Ils avaient remonté avec minutie la figure de femme qui avait nécessité des mois de travail, les efforts des artisans de multiples disciplines, l'investissement de nombreux matériaux précieux. C'était leur troisième visite à la cour de France, et après avoir reçu les titres d'horloger et de mécanicien de la reine, ils ne pouvaient se permettre de créer un effet inférieur à leurs précédentes œuvres.

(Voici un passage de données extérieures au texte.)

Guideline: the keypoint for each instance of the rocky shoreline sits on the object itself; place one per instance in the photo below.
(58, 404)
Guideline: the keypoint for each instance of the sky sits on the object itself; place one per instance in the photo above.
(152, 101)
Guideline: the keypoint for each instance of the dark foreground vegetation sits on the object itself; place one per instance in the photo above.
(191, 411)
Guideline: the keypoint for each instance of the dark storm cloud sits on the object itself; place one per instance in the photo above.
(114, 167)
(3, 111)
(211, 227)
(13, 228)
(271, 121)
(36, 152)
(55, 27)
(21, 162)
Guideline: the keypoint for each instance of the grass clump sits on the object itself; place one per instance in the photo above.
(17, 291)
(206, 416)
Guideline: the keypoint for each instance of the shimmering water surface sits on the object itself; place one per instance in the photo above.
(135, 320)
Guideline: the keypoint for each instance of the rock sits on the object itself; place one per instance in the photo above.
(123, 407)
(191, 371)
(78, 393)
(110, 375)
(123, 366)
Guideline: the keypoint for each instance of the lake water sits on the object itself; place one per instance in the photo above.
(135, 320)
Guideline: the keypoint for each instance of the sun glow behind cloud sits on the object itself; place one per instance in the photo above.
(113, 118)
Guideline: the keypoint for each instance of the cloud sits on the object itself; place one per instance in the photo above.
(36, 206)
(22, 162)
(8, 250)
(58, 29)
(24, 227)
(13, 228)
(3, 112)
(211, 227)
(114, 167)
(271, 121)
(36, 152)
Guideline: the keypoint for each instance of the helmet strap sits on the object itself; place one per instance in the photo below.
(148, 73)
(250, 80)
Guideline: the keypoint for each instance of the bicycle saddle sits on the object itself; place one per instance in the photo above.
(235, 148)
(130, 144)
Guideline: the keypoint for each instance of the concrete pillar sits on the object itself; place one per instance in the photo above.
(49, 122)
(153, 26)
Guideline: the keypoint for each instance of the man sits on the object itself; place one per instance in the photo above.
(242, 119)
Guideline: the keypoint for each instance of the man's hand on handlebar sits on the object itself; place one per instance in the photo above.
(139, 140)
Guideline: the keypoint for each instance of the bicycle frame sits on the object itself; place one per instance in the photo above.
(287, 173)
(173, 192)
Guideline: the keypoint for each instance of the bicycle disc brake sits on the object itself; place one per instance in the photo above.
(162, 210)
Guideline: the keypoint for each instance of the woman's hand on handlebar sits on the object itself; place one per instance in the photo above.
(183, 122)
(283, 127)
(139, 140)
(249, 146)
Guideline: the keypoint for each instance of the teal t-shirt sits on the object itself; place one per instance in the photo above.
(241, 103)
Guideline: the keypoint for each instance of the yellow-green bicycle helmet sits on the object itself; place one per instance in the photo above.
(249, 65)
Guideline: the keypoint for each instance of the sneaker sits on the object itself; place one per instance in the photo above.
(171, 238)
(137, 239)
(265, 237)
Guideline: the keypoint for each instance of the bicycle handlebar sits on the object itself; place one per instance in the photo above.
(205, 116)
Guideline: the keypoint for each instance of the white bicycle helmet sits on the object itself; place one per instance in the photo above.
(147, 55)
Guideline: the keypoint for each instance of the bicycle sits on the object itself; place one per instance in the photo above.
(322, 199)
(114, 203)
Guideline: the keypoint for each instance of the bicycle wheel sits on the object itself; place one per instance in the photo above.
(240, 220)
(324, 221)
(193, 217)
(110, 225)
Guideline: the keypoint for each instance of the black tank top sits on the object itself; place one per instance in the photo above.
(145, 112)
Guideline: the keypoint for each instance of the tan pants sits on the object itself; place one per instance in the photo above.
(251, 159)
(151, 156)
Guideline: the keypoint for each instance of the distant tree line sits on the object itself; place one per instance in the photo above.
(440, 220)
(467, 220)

Ils avaient profité de la matinée pour ajuster le cylindre principal en laiton, ajuster les délicates cames qui actionneraient les bras, vérifier que les cordes du tympanon en forme de clavecin étaient bien accordées, arranger chastement la robe de soie et de dentelle qui recouvrait le mécanisme et les jambes, repoudrer avec soin la chevelure relevée à la dernière mode, tourner délicatement la clef du remontoir à ressort.

A présent ils attendaient l'arrivée des souverains, tendus et immobiles, pour enfin tirer la manette qui actionnerait le mouvement de leur automate.

A l'ouverture des portes, avant même l'annonce officielle, les artisans s'inclinèrent respectueusement. Ils attendirent, pour relever les yeux, que les souverains soient installés sur leurs fauteuils. Les autres courtisans prirent place derrière eux, par ordre de préséance et de faveur.

Au geste de Louis XVI, Peter Kinzing enclencha la manette.

La cour écouta, immobile et silencieuse, le premier air de tympanon. Les regards se concentrèrent sur les expressions du roi et de la reine. Un sourire de Louis XVI et un acquiescement de Marie-Antoinette assurèrent le succès de la présentation.

Conformément à la bienveillance des souverains, la joueuse interpréta les sept autres airs. On loua la justesse et la précision de ses gestes, on admira l'élégance harmonieuse de ses traits, on commenta la noblesse de son port de tête.

Les plus proches et les moins myopes attirèrent l'attention sur les expressions variées qui naissaient dans ses yeux mobiles.

Enfin l'on convint que la joueuse, dans son évidente perfection, constituait un hommage admirable aux charmes et au talent musical de Marie-Antoinette.